Malan ne tarda pas à s'apercevoir que sa confiance « avait alors été surprise ». Cette lettre lui rendit l'usage de la chaire : il prêcha deux fois en mai et août sur Matthieu 26: 40 et Jacques 2: 14, et ces deux prédications eurent un retentissement extraordinaire. Mais il fut accusé du « parti pris de dogmatiser», de porter en chaire des « subtilités théologiques ». « Après cette prédication, dit Malan, au lieu de cet intérêt et de cette tendresse qui m'avaient entouré de la part de beaucoup de pasteurs, je n'éprouvai, de leur part, que de l'éloignement, des reproches et des accusations. »

Interdiction totale des chaires
La Compagnie, en effet, décréta que les chaires seraient définitivement interdites à Malan, soit dans la ville, soit à la campagne. Décidée à ne plus le ménager, elle se refusa absolument à l'entendre, ou mieux, comme il le lui offrait, à prendre connaissance de ses sermons avant qu'il les prononçât. Malan protesta, mais en vain, contre l'interdiction dont il était ainsi frappé.

Opposition au Collège
Mais l'opposition se manifesta aussi sur un autre terrain. Malan occupait un poste de régent au Collège. La Compagnie académique, alors dépendance immédiate de la Compagnie des pasteurs, se mit à lui faire des représentations toujours plus menaçantes au sujet de son enseignement.

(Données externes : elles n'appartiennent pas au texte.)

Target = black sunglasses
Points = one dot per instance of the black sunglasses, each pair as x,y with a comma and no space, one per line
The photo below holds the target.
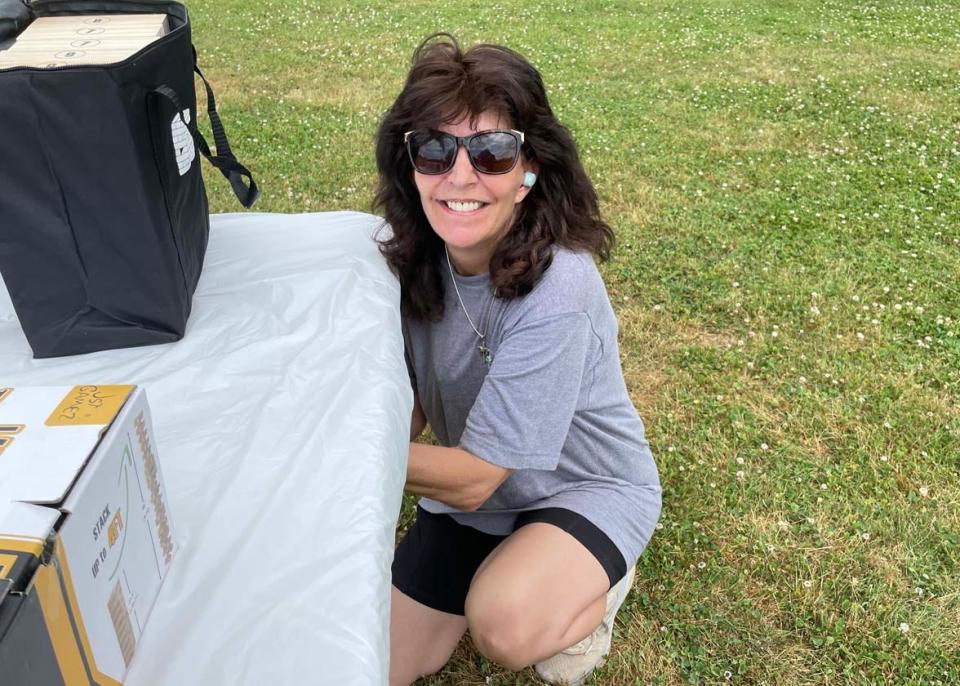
490,152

Le 24 août (15 jours après l'arrêté lui fermant toutes les chaires), Malan fut mandé devant le Modérateur et le Recteur et, au mois de septembre, pressentant les décisions prochaines, il leur écrivit « qu'il s'en remettait au Seigneur Jésus, qui prendrait soin du père de famille destitué de son emploi». (Il avait alors cinq enfants).

Malan éducateur
Il convient ici d'aborder Malan éducateur. Nous trouvons ses directives nettement exposées dans une lettre à J. Campbell : après avoir indiqué qu'au temps où il était chrétien comme on l'est dans le monde, l'éducation n'avait d'autre sens pour lui que de former les citoyens les plus utiles ou les caractères les plus distingués, il poursuit : « Quel homme craignant Dieu, comme l'Évangile enseigne à le craindre, ne frémirait à la vue de ces vastes manufactures d'éducation terrestre, de ces ateliers de raison et de vertu, où l'intelligence n'est rendue capable que d'elle-même, où le coeur n'est tourné que vers la création !... C'était cependant de la sorte que je conduisais mon école. L'émulation, c'est-à-dire l'orgueil dans toute sa puissance, en était le mobile. La honte et les châtiments pour les lâches, les éloges et les récompenses pour les plus ardents... Et c'était alors, mon ami, qu'on me louait comme un maître intelligent, et que les parents de mes écoliers s'unissaient à mes supérieurs pour encenser mes rares talents dans la conduite de mes disciples.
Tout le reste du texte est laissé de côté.